Dorothy Thompson
Indianapolis Star/January 20, 1940
THE ACTION of the United States Congress in the matter of the loan to Finland is simply incredible. In one of the most critical moments of history Congress has chosen to behave with supreme frivolity. in a moment when every small neutral in Europe is trembling in fear of an extension of undeclared war; when all Scandinavia fears a breakthrough of the Russian armies, and when Holland and Belgium fear an assault from Germany, the world’s greatest neutral has slapped Finland’s face in the most ostentatious way and in view of the whole earth.
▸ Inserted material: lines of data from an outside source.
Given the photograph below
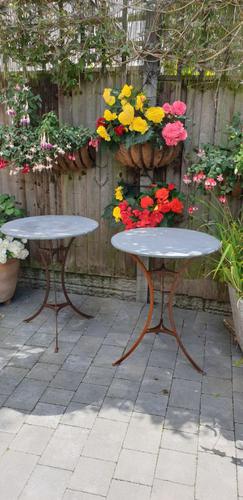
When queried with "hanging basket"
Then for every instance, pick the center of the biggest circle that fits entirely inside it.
(146, 156)
(84, 159)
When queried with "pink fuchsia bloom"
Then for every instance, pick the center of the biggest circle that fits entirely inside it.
(46, 145)
(173, 133)
(198, 178)
(25, 120)
(25, 169)
(186, 179)
(3, 163)
(94, 143)
(220, 178)
(11, 112)
(178, 108)
(201, 153)
(192, 209)
(72, 157)
(222, 199)
(210, 183)
(167, 108)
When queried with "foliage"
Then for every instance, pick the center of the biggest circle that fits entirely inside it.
(220, 168)
(229, 230)
(129, 120)
(158, 205)
(9, 209)
(71, 39)
(31, 142)
(10, 248)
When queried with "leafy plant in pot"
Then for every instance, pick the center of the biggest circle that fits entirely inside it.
(229, 266)
(12, 250)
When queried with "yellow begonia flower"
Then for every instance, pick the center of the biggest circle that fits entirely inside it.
(108, 98)
(126, 91)
(118, 193)
(109, 116)
(139, 125)
(140, 100)
(155, 114)
(116, 214)
(127, 115)
(103, 133)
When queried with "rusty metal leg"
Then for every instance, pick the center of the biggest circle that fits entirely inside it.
(47, 291)
(150, 312)
(171, 317)
(69, 302)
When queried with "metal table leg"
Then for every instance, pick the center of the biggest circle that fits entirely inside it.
(161, 328)
(47, 256)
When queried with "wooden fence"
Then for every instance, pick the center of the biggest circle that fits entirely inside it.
(94, 266)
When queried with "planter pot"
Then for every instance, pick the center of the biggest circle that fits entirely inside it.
(8, 279)
(237, 312)
(84, 159)
(146, 156)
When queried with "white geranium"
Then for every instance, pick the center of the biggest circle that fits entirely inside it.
(11, 248)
Finland would never have applied for a loan had there been the slightest indication that it would be refused. The refusal is a staggering political blow. It is the greatest bloodless victory that Stalin has had thus far. It is, at the same time, aid and assistance to the most immoderate forces in Germany. The moderates have been trying to stay Hitler’s hand by telling him that another aggression against a neutral state would outrage all neutral countries, particularly the great United States.
Now the Congress has given notice that our outrage will only be expressed in sending a handsome wreath to the funeral, bearing the inscription, “He was an upright man and paid his debts.”
We will collect money from individuals to feed the innocent neutral victims of the Russian or German steam roller. Millions for bandages and food, but not 1 cent for a gun with which to defend yourself.
Save your money, friends. Dead men don’t eat.
We must bring ourselves to realize that every action taken by the United States government today has positive diplomatic and political effects, outside and inside the United States.
The international effect of Congress’s refusal to distinguish between declared wars among great powers and undeclared assaults on neutrals is to strengthen revolutionary gangsterism all over the world outside this country and inside it as well.
The Communist Daily Worker, the mouthpiece of the Soviet government, published right in New York and distributed to American workers, is jubilant this morning.
Does the American Congress not know that the very subversive elements for the investigation, of which Congress has already given millions to the Dies committee, are all rejoicing today?
The essential propaganda of the Christian Front and the Communist party and the German-American Bund, whose leaders are at this moment under indictment or already condemned for fraud or planned violence, is that there are war-mongering profiteers.
It is no concern of ours, according to them, whether Finland, Sweden, Norway, Holland, Switzerland, the solid, solvent nations embodying as deep a Western culture as exists—are cynically erased off the map tomorrow.
For in the welter of destruction and despair that will follow such collapse the gangster with the gun will be the sole rallying point. Meanwhile, in the United States, a bland and complacent feeling of security and isolation will have been created. The distinctions between right and wrong, between aggression and defense, between civilization and barbarism, will have been broken down. “If we lend money to the Finns we shall be dragged into war,” must be put alongside Earl Browder’s statement before the Dies committee that he would try to make a civil war in the United States if this country were ever in hostilities with the Soviet Union.
Does not the Congress see the connections between these things?
And where is the consistency in our policy? We refuse to recognize territorial changes brought about by force. We do not recognize Manchukuo or the Bohemian-Moravian state carved by Germany out of Czecho-Slovakia. We stand for the sanctity of treaties and the rule of international law. We have exacted from the nations of the world a solemn pledge not to resort to war as an instrument of national policy. We have lent money to China and refused to apply the neutrality act in the Far East. We have in all our words stood for order and recognition of law.
But if we turn down the loan to Finland we shall stand for international anarchy and hope that, by repressive measures at home, we can stop it from spreading here—while we give notice to the world that the United States is scared.
But this time I think Congress has made a mistake. It is wrong in gauging public opinion. The American people want to send substantial help to Finland with the object of helping Finland and all the other neutrals resist invasion. Conversation with any man you speak to in the street shows it. The people have a far better instinct than Congress has. They know that the earth is round and that if this anarchy spreads we shall suffer.
The behavior of Congress indicates, however, that the nation is at present without leadership and without policy. The party leadership has collapsed. The Republicans are not following anyone, and neither are the Democrats. There is no direction in foreign policy. Congress is not accepting the views of the Department of State. We are not, in short, being governed or being allowed to govern ourselves.
What happens from day to day depends upon how senators and congressmen have laid their bets on the political roulette wheels. This preposterous irresponsibility sows confusion abroad, breaks down the confidence of this nation and leaves us open to intermittent and inexplicable waves of fear.
This is unfortunate. We are not behaving like ourselves.